As a teenager about 30 years ago, Carlock said, he helped log the same area for his uncle. In those days, loggers took the most direct route to log landings; environmental concerns weren't given a thought on private land.

"We just skidded the logs and drove our tractors right across the creek," he said. "Boy, we've come around 180 degrees from those days."

State Forester John Roberts said he nominated Carlock for the award "because of the overall quality of his harvest operations, but especially because of the huge amount of effort that Pat puts into his relationship with the small, private timber owner."

Carlock said he spends about 20 percent of his time logging private woodlots.

Roberts is a state forest practices officer who has supervised Carlock's logging operations for the past two years. Carlock's wealth of knowledge about logging allows him to bridge the myriad concerns raised by individual landowners, Roberts said.

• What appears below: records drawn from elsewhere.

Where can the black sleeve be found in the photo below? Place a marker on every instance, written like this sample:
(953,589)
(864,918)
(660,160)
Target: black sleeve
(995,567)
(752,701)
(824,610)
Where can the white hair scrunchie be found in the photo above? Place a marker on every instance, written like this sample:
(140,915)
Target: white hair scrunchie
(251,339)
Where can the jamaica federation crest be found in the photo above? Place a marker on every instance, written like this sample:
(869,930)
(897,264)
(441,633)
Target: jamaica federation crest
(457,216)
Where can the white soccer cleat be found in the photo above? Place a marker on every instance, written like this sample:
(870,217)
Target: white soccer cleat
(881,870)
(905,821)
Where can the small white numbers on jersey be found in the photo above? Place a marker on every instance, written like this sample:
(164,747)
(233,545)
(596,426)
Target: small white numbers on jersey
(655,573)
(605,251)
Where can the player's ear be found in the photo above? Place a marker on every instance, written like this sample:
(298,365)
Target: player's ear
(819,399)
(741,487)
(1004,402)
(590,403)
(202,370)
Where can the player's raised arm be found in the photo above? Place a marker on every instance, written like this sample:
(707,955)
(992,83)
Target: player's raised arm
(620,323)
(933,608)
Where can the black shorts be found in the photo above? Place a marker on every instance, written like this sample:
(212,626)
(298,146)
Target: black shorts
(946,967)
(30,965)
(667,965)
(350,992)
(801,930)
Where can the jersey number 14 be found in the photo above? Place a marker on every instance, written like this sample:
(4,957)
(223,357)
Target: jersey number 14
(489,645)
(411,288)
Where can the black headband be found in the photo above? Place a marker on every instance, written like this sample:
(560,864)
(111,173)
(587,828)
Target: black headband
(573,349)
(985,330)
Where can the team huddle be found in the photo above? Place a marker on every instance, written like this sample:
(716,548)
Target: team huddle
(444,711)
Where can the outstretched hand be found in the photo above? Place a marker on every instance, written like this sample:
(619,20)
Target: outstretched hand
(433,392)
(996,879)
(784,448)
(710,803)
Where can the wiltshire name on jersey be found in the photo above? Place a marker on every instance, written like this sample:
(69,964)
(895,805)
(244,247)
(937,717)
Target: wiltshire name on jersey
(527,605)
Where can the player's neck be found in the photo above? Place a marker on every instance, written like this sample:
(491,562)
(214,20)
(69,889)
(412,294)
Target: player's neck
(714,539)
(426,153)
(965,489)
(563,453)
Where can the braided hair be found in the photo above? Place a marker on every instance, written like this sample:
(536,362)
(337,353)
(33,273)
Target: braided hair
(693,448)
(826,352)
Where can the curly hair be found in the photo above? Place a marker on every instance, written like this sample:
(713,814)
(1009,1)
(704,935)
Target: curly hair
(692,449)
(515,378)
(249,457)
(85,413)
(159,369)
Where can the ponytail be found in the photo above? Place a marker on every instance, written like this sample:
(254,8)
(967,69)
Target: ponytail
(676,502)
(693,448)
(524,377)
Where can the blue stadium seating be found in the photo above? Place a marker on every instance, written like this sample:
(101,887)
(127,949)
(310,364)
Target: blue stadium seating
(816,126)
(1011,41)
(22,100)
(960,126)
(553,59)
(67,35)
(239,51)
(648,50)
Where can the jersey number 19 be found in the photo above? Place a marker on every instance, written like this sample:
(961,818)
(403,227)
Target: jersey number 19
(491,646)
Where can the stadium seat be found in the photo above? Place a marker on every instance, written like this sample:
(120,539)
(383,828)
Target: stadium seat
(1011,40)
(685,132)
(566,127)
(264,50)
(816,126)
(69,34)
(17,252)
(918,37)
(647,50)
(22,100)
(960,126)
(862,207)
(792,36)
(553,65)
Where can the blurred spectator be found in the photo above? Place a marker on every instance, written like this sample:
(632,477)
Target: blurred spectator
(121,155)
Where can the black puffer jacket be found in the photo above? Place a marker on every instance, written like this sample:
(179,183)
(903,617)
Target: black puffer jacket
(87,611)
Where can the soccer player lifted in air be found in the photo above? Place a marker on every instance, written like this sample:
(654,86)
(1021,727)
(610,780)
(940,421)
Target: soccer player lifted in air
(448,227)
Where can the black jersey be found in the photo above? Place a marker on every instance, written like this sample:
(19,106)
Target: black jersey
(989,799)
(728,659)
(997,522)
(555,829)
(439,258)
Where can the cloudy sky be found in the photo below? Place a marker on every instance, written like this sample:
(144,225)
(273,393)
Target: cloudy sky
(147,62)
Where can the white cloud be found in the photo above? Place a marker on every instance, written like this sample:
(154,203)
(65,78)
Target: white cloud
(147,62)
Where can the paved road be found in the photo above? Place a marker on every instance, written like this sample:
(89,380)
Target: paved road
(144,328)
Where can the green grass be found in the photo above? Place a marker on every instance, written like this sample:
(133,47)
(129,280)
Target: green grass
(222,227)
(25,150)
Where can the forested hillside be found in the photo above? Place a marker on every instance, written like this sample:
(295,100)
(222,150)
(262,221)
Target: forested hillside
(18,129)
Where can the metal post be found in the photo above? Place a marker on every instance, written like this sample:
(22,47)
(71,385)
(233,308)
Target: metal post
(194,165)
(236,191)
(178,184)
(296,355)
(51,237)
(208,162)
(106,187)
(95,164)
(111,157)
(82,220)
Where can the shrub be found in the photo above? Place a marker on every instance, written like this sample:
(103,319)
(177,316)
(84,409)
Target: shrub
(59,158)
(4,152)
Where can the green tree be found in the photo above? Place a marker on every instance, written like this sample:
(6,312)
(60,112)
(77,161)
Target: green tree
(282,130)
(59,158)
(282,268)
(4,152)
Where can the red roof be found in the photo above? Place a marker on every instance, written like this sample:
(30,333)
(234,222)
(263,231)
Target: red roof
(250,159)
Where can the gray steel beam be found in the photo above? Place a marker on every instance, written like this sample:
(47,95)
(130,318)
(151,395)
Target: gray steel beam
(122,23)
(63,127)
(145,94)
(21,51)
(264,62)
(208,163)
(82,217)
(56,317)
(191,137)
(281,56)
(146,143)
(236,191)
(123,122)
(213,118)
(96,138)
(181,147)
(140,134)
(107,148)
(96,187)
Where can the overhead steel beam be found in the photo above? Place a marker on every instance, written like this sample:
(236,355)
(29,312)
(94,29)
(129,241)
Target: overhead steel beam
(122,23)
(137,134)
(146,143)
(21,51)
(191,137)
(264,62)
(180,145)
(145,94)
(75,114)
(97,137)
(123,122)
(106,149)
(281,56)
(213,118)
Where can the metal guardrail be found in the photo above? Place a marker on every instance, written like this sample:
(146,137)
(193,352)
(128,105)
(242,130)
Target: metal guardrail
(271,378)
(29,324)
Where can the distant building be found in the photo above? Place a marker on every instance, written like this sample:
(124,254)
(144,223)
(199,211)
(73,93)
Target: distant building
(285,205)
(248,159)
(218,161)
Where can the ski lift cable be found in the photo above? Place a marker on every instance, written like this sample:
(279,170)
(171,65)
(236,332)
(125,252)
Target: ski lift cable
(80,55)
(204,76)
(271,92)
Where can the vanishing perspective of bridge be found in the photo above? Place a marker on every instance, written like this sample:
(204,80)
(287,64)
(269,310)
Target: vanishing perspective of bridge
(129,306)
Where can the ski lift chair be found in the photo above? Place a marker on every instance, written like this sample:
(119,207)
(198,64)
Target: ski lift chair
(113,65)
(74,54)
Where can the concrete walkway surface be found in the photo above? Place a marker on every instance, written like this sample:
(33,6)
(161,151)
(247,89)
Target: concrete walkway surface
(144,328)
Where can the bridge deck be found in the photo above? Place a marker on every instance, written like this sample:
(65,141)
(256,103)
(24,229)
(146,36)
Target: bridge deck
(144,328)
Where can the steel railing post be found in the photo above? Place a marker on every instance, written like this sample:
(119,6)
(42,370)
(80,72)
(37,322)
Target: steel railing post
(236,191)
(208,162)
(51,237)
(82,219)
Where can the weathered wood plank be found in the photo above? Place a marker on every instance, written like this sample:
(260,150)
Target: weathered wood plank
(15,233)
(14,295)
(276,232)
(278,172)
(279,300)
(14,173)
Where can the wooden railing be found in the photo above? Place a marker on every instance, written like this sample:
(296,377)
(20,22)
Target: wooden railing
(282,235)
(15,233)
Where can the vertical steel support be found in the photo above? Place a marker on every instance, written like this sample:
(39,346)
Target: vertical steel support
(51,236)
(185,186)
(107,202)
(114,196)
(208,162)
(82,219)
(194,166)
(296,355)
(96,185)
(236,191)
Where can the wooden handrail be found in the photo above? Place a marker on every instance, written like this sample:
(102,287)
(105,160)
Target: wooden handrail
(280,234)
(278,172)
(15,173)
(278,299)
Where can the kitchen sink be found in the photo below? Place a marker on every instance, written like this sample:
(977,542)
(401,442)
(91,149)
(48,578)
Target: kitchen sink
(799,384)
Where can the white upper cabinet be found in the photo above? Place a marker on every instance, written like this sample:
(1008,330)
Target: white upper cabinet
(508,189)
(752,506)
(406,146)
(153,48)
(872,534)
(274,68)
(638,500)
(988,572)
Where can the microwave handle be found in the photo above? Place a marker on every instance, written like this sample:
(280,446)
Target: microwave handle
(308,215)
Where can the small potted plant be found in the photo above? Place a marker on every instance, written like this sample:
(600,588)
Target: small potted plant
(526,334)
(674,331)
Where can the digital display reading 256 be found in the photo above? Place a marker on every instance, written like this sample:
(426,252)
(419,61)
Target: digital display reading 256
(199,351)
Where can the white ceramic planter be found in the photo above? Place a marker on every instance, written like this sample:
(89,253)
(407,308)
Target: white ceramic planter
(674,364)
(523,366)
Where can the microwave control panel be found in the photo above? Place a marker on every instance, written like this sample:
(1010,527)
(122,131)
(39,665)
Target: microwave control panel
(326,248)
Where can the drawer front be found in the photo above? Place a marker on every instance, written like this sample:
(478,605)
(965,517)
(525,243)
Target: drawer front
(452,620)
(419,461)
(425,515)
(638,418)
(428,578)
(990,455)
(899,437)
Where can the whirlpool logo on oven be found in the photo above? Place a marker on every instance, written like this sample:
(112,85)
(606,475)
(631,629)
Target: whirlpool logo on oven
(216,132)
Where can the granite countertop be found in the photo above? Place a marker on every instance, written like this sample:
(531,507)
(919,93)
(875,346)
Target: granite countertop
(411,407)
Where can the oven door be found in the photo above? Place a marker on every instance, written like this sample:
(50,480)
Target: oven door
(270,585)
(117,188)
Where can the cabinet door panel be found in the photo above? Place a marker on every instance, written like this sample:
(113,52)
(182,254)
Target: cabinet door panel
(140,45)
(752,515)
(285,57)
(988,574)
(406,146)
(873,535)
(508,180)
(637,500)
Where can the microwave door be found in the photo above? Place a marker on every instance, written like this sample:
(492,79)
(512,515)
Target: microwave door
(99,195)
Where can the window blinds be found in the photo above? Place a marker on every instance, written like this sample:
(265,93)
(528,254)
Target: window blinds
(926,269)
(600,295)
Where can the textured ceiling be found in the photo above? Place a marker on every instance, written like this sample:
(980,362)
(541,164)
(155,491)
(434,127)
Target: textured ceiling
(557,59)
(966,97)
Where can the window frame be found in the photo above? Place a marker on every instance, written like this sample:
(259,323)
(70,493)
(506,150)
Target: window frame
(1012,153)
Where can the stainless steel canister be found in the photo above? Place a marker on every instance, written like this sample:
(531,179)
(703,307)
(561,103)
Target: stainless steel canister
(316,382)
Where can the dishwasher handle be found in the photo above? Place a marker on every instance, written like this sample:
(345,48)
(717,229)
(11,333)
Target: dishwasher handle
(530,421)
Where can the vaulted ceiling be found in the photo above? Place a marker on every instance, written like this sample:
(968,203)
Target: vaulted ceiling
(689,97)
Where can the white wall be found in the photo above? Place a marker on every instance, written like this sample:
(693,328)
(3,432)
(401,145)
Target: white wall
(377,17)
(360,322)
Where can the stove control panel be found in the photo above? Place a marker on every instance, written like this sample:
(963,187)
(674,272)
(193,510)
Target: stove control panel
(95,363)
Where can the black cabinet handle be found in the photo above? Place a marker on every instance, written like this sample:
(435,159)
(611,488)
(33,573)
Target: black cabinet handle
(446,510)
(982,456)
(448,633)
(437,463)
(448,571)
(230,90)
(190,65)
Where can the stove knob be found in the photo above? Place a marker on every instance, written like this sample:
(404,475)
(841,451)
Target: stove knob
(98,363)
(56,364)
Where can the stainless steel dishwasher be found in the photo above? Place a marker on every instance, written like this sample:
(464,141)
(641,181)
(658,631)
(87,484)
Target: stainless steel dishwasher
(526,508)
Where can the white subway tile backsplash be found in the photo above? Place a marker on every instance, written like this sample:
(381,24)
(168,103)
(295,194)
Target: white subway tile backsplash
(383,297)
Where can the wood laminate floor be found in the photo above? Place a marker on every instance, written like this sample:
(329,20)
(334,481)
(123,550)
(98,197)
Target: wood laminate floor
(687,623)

Some, for example, want their property logged, but they don't want to see the log haul roads, they don't want their view changed, and they don't want their apple trees crushed by heavy equipment.

"Pat takes all of his time making sure the landowner is happy," Roberts said. "It's a micro-management kind of thing."

Roberts said Carlock's attention to detail applies to all of his jobs.

"I live up here," Carlock said. "I don't want to muck up the creek or ruin the view. We're trying to do what's right. But we don't get much credit for that."

In the case of his own logging project last summer - one of about 10 he conducted last year - Western pine beetles were ravaging his ponderosa pine trees.

"The bugs are really wiping out this country," he said. "About half the trees were hit by bugs. When the bugs move in, you've got to thin out the stand or it will all go to the bugs."

To protect the environment on that sale, Carlock installed rolling dips in the log roads to divert water runoff and avoid washouts, seeded roads with grass to stabilize the soil until the next logging job and skidded logs uphill with cable systems.